Furthermore, Microsoft plays a crucial role in standardising data formats for AI models, ensuring seamless integration and compatibility across different platforms and applications. By promoting a unified approach to data formats, Microsoft is not only simplifying the development process for AI applications but also fostering collaboration and innovation within the industry.
In conclusion, the future developments of second-generation Azure chips, combined with Microsoft’s role in standardising data formats for AI models, will undoubtedly shape the future of AI and cloud services. As this partnership between Microsoft and Arm Holdings progresses, we can expect more groundbreaking advancements in AI technology and its applications across various industries.

CONCLUSION​

In summary, the partnership between Microsoft and Arm Holdings is a significant development in the technology industry, particularly with respect to AI’s future. Both companies are working together to create powerful, efficient, and versatile chips that leverage Arm’s technology. This collaboration has the potential to reshape the landscape of AI and cloud computing as we know it.
As AI continues to advance, its impact on various industries is becoming increasingly apparent. The collaboration between Microsoft and Arm Holdings is an excellent example of how tech giants are joining forces to shape AI’s future. By developing custom chips and processors that integrate AI capabilities, these companies are enabling a new generation of intelligent applications and services. This partnership not only strengthens both companies’ positions in the tech industry but also demonstrates the vital role AI advancements play in shaping the future of various sectors.
Overall, the Microsoft and Arm Holdings partnership highlights the significance of AI advancements in shaping the future of technology and various industries. As we continue to see more collaboration and innovation in this space, it’s evident that AI will play an increasingly crucial role in our lives and the world around us.

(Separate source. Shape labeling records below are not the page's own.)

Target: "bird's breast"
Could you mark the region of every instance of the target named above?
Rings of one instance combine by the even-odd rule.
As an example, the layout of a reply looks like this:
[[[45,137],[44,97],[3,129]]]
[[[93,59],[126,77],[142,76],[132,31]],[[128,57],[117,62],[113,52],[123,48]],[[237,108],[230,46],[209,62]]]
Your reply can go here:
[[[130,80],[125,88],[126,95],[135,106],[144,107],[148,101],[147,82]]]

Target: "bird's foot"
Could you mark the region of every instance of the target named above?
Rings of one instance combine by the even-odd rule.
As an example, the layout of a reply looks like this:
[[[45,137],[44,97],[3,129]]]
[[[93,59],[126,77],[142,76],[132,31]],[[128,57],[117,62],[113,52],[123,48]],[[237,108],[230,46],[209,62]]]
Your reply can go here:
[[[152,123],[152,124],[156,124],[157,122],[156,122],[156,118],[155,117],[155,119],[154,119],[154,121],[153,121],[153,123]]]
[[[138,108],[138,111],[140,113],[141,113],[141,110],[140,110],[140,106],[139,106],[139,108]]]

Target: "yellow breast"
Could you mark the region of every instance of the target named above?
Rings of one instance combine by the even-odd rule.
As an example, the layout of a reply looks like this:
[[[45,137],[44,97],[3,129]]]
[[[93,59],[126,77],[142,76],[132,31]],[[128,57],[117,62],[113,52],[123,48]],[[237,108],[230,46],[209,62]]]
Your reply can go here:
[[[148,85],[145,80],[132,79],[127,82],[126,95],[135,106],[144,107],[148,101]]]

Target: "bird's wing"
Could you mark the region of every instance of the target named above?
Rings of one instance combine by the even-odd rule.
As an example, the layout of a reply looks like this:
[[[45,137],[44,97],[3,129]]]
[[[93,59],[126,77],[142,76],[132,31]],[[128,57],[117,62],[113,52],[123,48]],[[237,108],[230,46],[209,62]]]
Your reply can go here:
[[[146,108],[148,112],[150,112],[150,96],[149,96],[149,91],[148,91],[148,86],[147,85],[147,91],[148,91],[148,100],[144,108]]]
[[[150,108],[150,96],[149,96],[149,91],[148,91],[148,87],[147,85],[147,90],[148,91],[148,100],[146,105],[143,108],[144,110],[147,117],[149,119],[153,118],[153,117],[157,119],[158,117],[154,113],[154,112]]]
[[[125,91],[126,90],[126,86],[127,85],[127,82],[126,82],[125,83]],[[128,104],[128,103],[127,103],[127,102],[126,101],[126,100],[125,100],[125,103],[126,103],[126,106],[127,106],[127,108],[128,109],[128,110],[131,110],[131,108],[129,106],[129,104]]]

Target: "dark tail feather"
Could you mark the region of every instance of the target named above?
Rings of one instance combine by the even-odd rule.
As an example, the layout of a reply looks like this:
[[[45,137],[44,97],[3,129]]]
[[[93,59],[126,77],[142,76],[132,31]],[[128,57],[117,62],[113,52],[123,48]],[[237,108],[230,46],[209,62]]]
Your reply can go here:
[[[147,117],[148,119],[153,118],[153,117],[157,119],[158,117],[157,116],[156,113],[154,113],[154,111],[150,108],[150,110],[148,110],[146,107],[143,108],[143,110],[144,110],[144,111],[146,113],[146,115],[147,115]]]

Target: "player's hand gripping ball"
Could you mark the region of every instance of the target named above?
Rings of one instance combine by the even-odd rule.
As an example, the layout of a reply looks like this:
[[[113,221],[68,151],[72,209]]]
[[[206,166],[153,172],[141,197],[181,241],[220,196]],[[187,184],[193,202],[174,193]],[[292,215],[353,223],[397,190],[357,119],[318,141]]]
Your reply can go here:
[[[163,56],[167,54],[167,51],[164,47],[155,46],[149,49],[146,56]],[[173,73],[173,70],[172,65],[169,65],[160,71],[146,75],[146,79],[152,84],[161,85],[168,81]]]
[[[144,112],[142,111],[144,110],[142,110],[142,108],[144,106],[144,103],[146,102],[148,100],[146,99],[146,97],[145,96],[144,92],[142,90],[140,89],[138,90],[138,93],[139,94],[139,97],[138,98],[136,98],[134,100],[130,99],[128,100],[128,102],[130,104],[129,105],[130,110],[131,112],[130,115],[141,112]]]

EMBRACE AI’S ADVANCEMENTS​

As Microsoft and Arm Holdings redefine the AI landscape, stay updated on the latest developments by visiting AutoGPT’s blog for more insights into AI advancements and industry news. Explore the capabilities and potential of AutoGPT , an AI system that can self-improve, and participate in AI challenges and hackathons with AutoGPT Arena Hacks . Discover the differences between Auto-GPT and ChatGPT and their respective roles in AI evolution by visiting AutoGPT vs ChatGPT . Embrace the future of AI and unlock its potential with AutoGPT.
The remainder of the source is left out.